This week we read of an event that presages the great tragedies of Jewish history. The sin of the ten spies led the Children of Israel to reject the Land of Israel, which G-d had committed to giving them. As a result, Hashem punished them with thirty-eight years of wandering in the desert. Afterwards, the Jews insisted on reclaiming the Land, which was denied to them for the following generation. They attempted to fix their mistake by belatedly proclaiming their earnest desire to live in Israel and to enter it. However, as Moshe warned them, without Hashem's help and approval, they could not succeed, and many perished in the subsequent battle.

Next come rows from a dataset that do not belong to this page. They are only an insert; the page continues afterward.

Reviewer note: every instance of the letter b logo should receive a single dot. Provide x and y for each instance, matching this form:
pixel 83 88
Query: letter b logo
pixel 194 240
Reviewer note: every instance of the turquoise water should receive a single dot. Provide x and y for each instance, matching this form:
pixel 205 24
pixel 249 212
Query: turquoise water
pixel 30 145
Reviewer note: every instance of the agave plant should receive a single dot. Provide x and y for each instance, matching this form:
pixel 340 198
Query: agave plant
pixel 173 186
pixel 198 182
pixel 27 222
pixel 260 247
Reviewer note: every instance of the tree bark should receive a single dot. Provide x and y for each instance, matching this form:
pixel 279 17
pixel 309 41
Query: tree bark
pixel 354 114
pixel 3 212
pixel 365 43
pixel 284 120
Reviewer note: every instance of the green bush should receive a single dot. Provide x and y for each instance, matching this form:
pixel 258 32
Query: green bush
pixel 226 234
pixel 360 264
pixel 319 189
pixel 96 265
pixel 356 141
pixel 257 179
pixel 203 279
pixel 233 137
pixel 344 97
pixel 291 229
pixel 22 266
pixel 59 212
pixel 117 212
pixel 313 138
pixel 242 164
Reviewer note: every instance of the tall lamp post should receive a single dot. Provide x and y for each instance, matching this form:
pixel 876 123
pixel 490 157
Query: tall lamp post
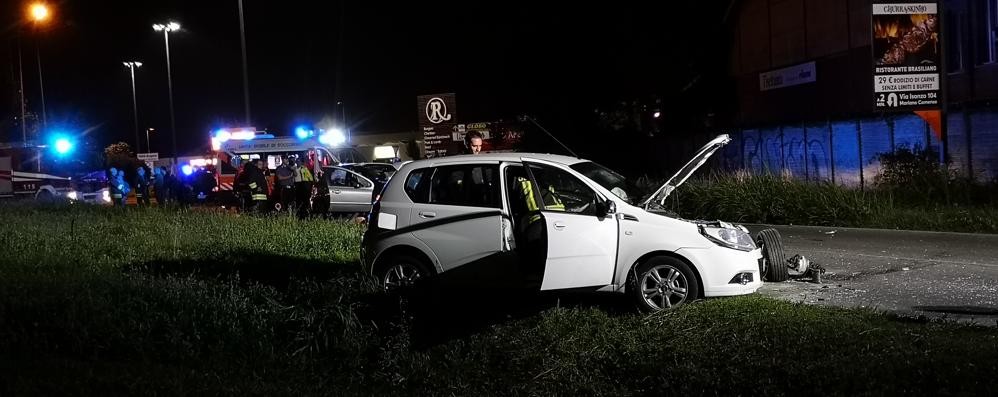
pixel 242 37
pixel 148 146
pixel 166 29
pixel 131 65
pixel 40 13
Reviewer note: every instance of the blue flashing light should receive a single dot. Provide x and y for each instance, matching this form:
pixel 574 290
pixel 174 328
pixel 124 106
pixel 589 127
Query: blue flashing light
pixel 63 146
pixel 222 135
pixel 302 133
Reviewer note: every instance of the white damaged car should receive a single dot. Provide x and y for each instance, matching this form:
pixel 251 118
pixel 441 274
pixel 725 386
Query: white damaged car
pixel 560 222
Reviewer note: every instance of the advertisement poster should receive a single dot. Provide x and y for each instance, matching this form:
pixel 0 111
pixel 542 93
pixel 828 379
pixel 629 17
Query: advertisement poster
pixel 497 136
pixel 437 119
pixel 906 56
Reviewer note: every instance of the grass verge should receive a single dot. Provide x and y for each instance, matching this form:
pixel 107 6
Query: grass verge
pixel 155 302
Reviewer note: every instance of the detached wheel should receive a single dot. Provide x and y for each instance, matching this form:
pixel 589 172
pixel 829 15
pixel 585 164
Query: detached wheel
pixel 663 283
pixel 400 271
pixel 773 266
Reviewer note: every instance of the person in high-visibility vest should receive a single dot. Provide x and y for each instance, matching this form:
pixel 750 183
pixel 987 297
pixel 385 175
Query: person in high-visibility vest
pixel 258 186
pixel 141 187
pixel 303 187
pixel 114 187
pixel 551 200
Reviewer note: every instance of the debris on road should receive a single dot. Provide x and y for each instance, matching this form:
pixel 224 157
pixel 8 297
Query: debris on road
pixel 805 269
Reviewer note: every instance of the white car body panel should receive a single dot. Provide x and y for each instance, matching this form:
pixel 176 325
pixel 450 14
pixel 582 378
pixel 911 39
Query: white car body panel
pixel 582 250
pixel 585 251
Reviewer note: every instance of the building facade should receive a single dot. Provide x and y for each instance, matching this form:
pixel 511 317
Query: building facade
pixel 805 90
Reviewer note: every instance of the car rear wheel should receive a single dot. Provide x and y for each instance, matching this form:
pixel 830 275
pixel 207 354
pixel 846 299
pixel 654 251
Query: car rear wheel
pixel 663 283
pixel 400 271
pixel 773 266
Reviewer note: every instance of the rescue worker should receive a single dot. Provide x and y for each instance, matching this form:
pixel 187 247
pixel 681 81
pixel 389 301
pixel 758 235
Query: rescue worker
pixel 255 185
pixel 123 187
pixel 141 187
pixel 285 183
pixel 159 185
pixel 115 189
pixel 303 187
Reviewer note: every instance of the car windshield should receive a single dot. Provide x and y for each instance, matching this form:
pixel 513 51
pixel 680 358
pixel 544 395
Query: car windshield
pixel 372 173
pixel 607 178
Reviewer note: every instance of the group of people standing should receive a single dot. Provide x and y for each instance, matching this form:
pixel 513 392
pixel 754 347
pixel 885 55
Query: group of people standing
pixel 164 184
pixel 292 186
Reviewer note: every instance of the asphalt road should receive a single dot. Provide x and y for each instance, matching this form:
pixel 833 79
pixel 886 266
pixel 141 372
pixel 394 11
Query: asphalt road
pixel 949 275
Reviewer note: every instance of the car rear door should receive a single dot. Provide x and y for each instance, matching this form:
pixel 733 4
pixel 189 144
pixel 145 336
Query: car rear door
pixel 348 191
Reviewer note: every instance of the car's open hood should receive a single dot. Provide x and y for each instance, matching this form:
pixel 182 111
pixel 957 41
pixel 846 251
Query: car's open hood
pixel 684 173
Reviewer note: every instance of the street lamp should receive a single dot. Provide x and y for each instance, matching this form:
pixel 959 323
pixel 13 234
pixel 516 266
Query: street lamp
pixel 39 13
pixel 131 65
pixel 148 146
pixel 242 38
pixel 166 29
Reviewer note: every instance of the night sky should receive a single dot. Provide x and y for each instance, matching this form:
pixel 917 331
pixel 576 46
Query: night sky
pixel 504 59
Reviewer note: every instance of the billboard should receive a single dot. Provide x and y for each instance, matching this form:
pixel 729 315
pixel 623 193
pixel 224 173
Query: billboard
pixel 906 56
pixel 788 77
pixel 437 119
pixel 497 136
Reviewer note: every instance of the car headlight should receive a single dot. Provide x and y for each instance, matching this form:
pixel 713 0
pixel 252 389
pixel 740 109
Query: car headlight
pixel 731 237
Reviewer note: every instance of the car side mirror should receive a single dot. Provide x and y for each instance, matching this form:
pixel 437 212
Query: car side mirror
pixel 605 207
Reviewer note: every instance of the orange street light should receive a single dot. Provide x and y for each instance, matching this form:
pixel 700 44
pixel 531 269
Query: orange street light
pixel 39 12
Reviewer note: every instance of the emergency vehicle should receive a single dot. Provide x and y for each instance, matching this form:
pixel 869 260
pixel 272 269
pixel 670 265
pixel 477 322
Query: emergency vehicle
pixel 21 174
pixel 235 147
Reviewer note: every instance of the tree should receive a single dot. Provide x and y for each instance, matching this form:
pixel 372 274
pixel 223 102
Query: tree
pixel 121 156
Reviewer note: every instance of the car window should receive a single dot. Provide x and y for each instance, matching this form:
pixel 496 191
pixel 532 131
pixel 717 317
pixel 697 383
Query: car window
pixel 561 191
pixel 417 185
pixel 471 185
pixel 339 177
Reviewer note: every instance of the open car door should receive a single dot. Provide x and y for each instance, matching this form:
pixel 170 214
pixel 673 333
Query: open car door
pixel 581 235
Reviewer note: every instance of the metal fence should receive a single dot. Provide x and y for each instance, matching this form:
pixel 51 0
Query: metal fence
pixel 845 151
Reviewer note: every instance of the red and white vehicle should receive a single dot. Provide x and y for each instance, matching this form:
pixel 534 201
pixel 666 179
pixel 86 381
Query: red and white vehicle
pixel 234 147
pixel 20 175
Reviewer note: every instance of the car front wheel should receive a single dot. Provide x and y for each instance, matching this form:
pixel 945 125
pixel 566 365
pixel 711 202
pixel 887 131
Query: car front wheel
pixel 663 283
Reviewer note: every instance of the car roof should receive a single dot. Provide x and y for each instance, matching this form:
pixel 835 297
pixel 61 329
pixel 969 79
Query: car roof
pixel 495 157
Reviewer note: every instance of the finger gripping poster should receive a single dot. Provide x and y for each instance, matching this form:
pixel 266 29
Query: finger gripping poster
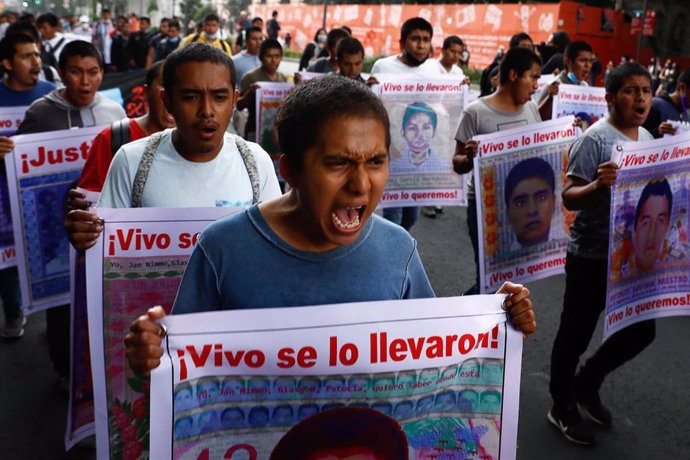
pixel 10 119
pixel 649 250
pixel 269 97
pixel 424 115
pixel 136 264
pixel 400 379
pixel 523 226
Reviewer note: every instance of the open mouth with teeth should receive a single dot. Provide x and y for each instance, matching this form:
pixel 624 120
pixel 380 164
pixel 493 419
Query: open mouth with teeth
pixel 348 219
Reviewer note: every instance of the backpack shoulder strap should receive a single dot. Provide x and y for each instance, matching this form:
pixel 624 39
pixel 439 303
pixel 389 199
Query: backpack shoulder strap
pixel 143 169
pixel 250 165
pixel 121 134
pixel 48 73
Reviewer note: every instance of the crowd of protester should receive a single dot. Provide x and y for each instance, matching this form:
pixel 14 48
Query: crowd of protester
pixel 56 66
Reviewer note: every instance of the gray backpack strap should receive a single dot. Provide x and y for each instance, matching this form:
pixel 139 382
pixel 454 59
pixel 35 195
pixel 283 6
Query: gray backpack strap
pixel 252 169
pixel 143 169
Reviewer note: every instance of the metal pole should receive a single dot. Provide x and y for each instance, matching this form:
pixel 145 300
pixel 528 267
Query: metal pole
pixel 325 11
pixel 639 39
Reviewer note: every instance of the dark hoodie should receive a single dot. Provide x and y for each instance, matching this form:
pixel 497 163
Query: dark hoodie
pixel 52 113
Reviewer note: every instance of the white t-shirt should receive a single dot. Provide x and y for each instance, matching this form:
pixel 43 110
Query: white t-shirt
pixel 392 64
pixel 176 182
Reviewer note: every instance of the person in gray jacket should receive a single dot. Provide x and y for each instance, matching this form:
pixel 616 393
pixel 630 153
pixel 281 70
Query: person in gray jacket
pixel 78 104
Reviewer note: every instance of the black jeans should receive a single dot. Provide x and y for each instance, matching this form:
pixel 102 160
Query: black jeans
pixel 473 230
pixel 58 328
pixel 583 302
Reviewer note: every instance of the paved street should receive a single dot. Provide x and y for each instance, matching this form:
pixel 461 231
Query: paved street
pixel 649 397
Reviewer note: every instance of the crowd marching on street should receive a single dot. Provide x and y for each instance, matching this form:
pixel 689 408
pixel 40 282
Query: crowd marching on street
pixel 310 214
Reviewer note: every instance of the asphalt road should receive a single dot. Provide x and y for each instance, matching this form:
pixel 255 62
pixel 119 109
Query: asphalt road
pixel 649 396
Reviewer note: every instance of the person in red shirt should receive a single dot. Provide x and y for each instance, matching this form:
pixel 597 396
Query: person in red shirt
pixel 102 149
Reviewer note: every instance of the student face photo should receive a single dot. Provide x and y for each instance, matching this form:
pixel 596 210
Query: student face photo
pixel 340 181
pixel 530 209
pixel 650 230
pixel 491 402
pixel 208 422
pixel 232 418
pixel 207 392
pixel 419 132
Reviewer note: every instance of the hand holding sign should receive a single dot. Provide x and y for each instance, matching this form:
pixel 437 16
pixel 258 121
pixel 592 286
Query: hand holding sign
pixel 144 342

Afterwards, as the Jews began their wanderings, the Torah began to expound on what would become one of the most important and urgent topics in Jewish history: how to maintain a nation and a religion without the Land in which it was meant to be. The Torah's response to this challenge was that we can maintain the connection to the Land in other ways. Of course, ideally, all the Jewish people would live in Israel. However, in the meantime, our relationship to our Land, our G-d, and our Torah can be sustained without that physical proximity. We do so by discussing the Land and what we will do in it. The Torah immediately begins the arcane discussion of wine libations on the altar in Jerusalem with the phrase: "When you enter the Land...". The Torah assumes that we will eventually arrive there and communicates that we should never lose sight of that. However long an exile might be, ultimately, it comes to an end.
Today we can use the same basic tool. We can maintain our connection to the Land of Israel by talking about it, learning about life there, and imagining what it might be like when all the Jews finally return. Let's follow the news, read Israeli books, watch Israeli TV, and speak to our friends and relatives there. By doing so, we maintain our connection not just to them and the state but to our religion.